Some have been burned in the past from false claims, and some are put off by products that do not perform because they are not tailored to the manufacturers’ operations, she added.
Energy service companies - or ESCOs - can provide expertise and, in some cases, guarantee energy savings to secure third party financing, but not every ESCO has been able to provide the technical know-how needed for installation and performance, said Ms He.
Moreover, once in place,the new technology can underperform due to external circumstances.
“In Singapore the problem is not so bad, but elsewhere in theregion, levels of output are unpredictable, standards of production of variable and electricity prices are unstable…and often too low. These are all risk elements that can eat into profits,” she noted as an example.
She further noted that energy efficiency is becoming integral in places such as Singapore that are not rich in natural resources because efficiency is tied to energy security and national sustainability.
But in those countries where natural resources are abundant, such as in Vietnam, Malaysia and Indonesia, energy efficiency is not a huge issue because the governments are more concerned with competitiveness, she said, adding that the companies there think of inefficiency as a long-term problem with no immediate impact on the bottom line.
“To really kick-start energy efficiency, you need government policies,” said Ms He, pointing out that in places such as the United States, it is always government incentives and policies that raise awareness.
Green building growth
Green buildings are becoming the focus for this efficiency trend, with green building certification schemes and incentives appearing in growing numbers throughout Asia Pacific. The sector consumes about a third of the world’s energy according to the International Energy Agency.
A recent report on global green building hotspots from independent research firm Lux Research singled out Australia, Singapore, Malaysia and South Korea for their investment-attracting green building policies.
Boston-based Lux analyst Aditya Ranade told Eco-Business that green building technology companies look for three things in an investment market: attractive government policies such as tax incentives and good building codes; large target markets; and electricity prices low enough to incentivise energy saving.
The biggest opportunities are for technologies with a return on investment shorter than three years, he noted, giving as examples smart lighting, building energy management systems and building facades that adapt to solar conditions.
However, most of the policies that underlie these opportunities emerged within the past five years and it remains to be seen whether or not they will be consistent, said Mr Ranade. “Writing building codes is a good start, but it’s the cities that follow up with audits that will successfully attract investment in the long run,” he added.
Clay Nesler, vice president of Global Energy and Sustainability for energy services firm Johnson Controls, points to another emerging incentive for green building investment: A recent study out of Australia indicated that not only does greening properties raise capital values, not greening them may be lowering their resale value.
This marks the beginning of an important trend for the maturing green building industry, said Mr Nesler: “It’s one thing to be an early adopter.

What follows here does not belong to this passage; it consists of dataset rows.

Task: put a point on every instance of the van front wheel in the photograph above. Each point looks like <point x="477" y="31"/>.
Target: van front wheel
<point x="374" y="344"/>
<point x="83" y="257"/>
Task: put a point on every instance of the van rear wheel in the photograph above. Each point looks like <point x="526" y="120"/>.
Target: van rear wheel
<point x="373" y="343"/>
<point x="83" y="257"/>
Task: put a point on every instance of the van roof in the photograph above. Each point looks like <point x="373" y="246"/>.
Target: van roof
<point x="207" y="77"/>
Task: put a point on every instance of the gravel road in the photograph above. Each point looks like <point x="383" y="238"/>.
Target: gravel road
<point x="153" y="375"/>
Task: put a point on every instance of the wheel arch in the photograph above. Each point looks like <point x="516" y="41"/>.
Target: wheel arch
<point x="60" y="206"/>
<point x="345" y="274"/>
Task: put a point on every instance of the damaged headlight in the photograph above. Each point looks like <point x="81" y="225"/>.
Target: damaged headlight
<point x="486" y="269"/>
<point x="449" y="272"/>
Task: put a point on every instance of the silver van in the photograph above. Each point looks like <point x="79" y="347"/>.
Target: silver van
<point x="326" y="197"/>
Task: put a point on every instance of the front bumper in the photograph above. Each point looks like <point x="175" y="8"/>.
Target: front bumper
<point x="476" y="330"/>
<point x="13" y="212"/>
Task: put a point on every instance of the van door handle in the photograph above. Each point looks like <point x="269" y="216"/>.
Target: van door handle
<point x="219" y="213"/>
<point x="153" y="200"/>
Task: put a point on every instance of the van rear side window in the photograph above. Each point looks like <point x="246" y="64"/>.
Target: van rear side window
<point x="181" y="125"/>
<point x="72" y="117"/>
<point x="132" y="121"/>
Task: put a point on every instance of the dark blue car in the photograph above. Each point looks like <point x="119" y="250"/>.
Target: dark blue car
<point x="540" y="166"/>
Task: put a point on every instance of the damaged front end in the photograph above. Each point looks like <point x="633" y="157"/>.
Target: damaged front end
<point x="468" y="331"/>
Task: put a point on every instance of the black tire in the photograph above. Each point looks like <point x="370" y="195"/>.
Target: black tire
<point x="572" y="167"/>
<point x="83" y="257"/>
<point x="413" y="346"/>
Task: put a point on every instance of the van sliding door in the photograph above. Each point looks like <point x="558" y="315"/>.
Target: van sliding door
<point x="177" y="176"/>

It’s another to believe that your property value will be hurt if your building is inefficient.”
Such consequences for lagging behind in investment is the stick, and price premiums on the sale or rental of green properties are the carrot, he said, noting that it will take a combination of the two to really get energy efficiency investments to take off.
If that happens, it will have a substantial impact on reducing urban energy demand.
“Buildings are the number one opportunity for energy efficiency in cities,” said Mr Nesler.